Many files may be placed within a chunk, and files may span across more than one chunk.

 

============== RAID-1

btrfs replicates data on a per-chunk basis (chunks are allocated in pairs(different block device))

 

============== Balancing

A btrfs balance operation rewrites things at the level of chunks.

 

============== CoW

If you mount the filesystem with nodatacow, or use chattr +C on the file, then it only does the CoW operation for data if there’s more than one copy referenced.

 

============== Subvolumes

A subvolume in btrfs is not the same as an LVM logical volume or a ZFS subvolume.
(With LVM, a logical volume is a block device in its own right(filesystem))

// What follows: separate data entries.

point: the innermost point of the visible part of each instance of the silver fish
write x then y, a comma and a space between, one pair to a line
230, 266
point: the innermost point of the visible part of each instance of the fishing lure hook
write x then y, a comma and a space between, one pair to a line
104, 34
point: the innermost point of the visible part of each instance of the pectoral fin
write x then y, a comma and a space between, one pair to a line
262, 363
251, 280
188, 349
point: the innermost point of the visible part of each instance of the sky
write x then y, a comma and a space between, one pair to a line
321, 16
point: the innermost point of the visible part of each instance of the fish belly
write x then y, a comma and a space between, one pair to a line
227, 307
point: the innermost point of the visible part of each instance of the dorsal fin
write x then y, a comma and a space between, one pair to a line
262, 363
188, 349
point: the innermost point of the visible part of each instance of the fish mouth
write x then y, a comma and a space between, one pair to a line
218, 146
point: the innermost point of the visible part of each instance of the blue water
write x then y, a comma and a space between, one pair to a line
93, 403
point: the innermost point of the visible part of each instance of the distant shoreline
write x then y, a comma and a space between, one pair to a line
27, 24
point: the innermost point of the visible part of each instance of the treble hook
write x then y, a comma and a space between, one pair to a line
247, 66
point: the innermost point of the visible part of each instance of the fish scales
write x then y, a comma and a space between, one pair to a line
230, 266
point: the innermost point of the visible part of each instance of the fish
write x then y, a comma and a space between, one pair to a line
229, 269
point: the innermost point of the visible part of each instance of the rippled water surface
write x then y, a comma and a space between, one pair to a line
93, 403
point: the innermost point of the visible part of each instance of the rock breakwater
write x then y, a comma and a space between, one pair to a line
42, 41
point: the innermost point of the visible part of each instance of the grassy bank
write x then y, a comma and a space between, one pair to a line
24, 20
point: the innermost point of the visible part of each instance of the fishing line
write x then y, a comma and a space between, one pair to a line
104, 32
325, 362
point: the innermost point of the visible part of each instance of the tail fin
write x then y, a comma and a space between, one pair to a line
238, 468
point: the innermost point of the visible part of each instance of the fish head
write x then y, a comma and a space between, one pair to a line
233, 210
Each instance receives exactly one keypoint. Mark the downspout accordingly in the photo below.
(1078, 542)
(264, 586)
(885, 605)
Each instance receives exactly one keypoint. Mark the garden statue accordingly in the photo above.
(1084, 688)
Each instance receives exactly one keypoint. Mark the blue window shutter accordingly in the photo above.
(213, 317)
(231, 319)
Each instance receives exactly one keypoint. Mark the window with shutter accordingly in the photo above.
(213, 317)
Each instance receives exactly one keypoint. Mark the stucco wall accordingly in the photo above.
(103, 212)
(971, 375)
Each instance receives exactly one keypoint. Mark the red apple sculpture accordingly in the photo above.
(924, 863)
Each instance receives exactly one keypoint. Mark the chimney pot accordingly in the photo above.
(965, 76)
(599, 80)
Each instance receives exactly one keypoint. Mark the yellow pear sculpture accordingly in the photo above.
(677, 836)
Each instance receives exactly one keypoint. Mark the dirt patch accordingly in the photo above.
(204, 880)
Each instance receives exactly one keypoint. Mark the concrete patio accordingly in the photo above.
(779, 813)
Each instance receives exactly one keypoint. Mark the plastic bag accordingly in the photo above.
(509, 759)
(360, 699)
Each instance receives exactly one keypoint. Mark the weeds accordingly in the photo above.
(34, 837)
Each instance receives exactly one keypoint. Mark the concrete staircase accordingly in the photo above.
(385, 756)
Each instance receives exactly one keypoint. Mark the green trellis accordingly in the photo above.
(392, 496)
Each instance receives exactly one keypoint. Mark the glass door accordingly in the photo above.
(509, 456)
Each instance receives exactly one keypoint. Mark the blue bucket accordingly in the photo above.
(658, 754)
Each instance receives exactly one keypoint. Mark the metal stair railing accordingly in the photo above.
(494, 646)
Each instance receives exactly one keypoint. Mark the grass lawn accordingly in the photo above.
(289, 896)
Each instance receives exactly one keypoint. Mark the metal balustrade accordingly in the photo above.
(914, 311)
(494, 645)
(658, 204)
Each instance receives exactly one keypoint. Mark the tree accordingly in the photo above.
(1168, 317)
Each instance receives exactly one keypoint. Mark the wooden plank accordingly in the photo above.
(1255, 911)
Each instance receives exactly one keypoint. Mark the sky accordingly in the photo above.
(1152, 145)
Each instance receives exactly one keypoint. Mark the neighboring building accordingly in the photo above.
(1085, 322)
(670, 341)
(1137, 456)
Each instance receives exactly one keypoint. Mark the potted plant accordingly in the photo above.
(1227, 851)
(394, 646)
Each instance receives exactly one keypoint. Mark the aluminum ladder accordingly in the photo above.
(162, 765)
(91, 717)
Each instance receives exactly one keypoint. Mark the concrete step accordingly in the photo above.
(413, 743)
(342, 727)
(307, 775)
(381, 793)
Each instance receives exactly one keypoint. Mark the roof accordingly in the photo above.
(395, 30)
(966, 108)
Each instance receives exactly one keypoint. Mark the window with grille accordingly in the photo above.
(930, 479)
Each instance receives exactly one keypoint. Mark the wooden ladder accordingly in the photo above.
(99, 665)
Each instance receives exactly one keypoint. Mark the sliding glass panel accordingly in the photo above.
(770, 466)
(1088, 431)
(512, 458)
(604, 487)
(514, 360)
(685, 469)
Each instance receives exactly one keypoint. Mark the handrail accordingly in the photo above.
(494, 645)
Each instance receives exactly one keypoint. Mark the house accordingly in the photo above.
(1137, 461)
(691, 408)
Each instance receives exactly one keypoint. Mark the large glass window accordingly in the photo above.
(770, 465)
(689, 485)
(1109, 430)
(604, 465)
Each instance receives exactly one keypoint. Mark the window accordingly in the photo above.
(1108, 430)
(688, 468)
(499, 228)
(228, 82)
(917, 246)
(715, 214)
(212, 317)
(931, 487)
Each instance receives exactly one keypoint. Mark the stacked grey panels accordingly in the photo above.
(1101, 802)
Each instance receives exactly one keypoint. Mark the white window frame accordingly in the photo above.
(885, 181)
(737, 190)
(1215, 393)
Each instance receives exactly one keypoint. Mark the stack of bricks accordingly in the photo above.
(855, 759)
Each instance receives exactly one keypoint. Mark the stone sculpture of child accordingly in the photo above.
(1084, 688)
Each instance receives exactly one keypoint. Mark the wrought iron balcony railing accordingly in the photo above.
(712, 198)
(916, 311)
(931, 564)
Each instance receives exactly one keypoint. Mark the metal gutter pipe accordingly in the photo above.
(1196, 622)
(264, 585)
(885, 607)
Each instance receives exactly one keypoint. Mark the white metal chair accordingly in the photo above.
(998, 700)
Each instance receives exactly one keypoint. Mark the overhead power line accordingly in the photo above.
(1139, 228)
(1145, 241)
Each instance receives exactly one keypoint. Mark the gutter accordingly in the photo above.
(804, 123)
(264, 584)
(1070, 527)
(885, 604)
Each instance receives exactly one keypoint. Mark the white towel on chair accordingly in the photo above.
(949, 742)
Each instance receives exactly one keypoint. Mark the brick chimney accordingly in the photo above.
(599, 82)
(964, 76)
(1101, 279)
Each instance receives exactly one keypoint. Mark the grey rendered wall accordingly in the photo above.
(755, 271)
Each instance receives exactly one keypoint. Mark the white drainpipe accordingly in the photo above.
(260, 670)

* A btrfs filesystem has a default subvolume, which is initially set to be the top-level subvolume and

which is mounted if no subvol or subvolid option is specified. (subvolume can be mounted by subvol or subvolid )

Changing the default subvolume with btrfs subvolume default will make the top level of the filesystem inaccessible,

except by use of the subvol=/ or subvolid=5 mount options.

 * mounted top-level subvolume (subvol=/ or subvolid=5) => the full filesystem structure will be seen at the mount

 

Layout

 - Flat Subvolumes
 - Nested Subvolumes

何時用 Subvolumes

 * "Split" of areas which are "complete" and/or "consistent" in themselves. ("/var/lib/postgresql/")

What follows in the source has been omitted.